Visitors who seek out this somewhat remote state park, accessible only by traversing highways south of Port Arthur and west of Sabine Pass, are rewarded with solitude, plentiful wildlife and a chance to enjoy 5.2 miles of Texas beach in its mostly natural state. There is both drive-on and pedestrian access to the beach. Birders, hunters, anglers and paddlers tend to frequent the much larger marsh unit that’s separated from the D. Roy Harrington Beach Unit by Texas Highway 87.
Perched on the edge of mesmerizing marshlands, a new cabin provides all the comforts of home and ready access to the park’s maze of marked paddling trails. The cabin rents for $95 and sleeps six in air-conditioned and heated comfort. A large bedroom, full bath, back porch with a picnic table and kitchen with microwave, oven and refrigerator take some of the “rough” out of “roughing it.”
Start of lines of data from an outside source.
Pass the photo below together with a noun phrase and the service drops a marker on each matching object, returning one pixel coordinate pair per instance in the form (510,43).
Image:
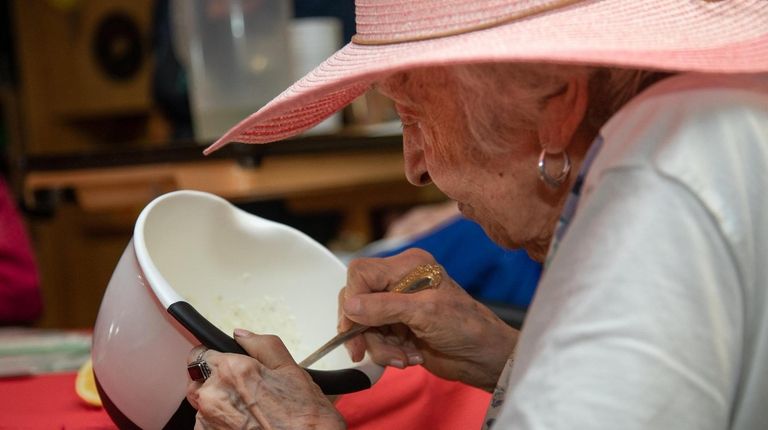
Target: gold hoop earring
(554,181)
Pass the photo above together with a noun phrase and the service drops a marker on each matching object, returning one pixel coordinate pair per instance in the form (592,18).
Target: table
(410,398)
(47,402)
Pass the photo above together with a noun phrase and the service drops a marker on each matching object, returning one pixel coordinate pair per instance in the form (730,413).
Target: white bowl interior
(240,270)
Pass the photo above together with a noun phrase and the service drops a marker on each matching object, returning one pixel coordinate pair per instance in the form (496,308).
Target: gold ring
(422,277)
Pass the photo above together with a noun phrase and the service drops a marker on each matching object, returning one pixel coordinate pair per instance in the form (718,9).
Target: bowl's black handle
(331,382)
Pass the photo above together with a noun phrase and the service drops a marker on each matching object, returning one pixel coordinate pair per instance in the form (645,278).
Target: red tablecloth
(409,399)
(47,402)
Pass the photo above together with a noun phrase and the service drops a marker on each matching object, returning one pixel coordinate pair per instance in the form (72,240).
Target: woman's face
(500,190)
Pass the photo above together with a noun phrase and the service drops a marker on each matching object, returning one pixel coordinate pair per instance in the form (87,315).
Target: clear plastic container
(236,53)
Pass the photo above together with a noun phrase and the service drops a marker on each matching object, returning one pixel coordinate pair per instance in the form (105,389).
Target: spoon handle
(423,277)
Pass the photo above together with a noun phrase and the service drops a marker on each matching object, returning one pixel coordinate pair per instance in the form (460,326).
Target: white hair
(498,99)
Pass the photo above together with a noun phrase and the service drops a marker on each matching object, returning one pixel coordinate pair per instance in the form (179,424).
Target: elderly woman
(623,143)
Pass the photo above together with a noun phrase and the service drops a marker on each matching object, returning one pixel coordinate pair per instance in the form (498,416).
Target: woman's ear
(562,114)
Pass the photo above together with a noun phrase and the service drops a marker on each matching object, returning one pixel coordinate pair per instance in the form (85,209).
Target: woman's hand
(445,329)
(265,391)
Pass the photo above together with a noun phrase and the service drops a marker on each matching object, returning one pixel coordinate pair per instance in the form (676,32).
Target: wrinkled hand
(451,334)
(265,391)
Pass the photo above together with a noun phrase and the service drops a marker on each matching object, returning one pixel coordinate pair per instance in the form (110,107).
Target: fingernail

Sea Rim State Park derives its name from the portion of the Gulf of Mexico shoreline where inland mud flats and tidal marshes meet the sea. The state purchased the property in 1972 and opened the park to the public in 1977.
To get a close-up look at some of the park’s abundant wildlife, visitors can stroll the less-than-a-mile-long Gambusia Nature Trail to look for American alligators and a variety of waterfowl, raptors and migratory species like blue buntings and black-and-white warblers at this noted Great Texas Birding Trail location.
Gulf Coast restoration funds resulting from the settlement of the Deepwater Horizon well blowout will fund a future coastal dune restoration project that will include new sand fencing, replanted dune vegetation and interpretive signage.
Sea Rim may also benefit from BP spill early restoration funds proposed through the Natural Resource Damage Assessment. Those funds would pay for wildlife-viewing platforms, a restroom and a fish-cleaning shelter.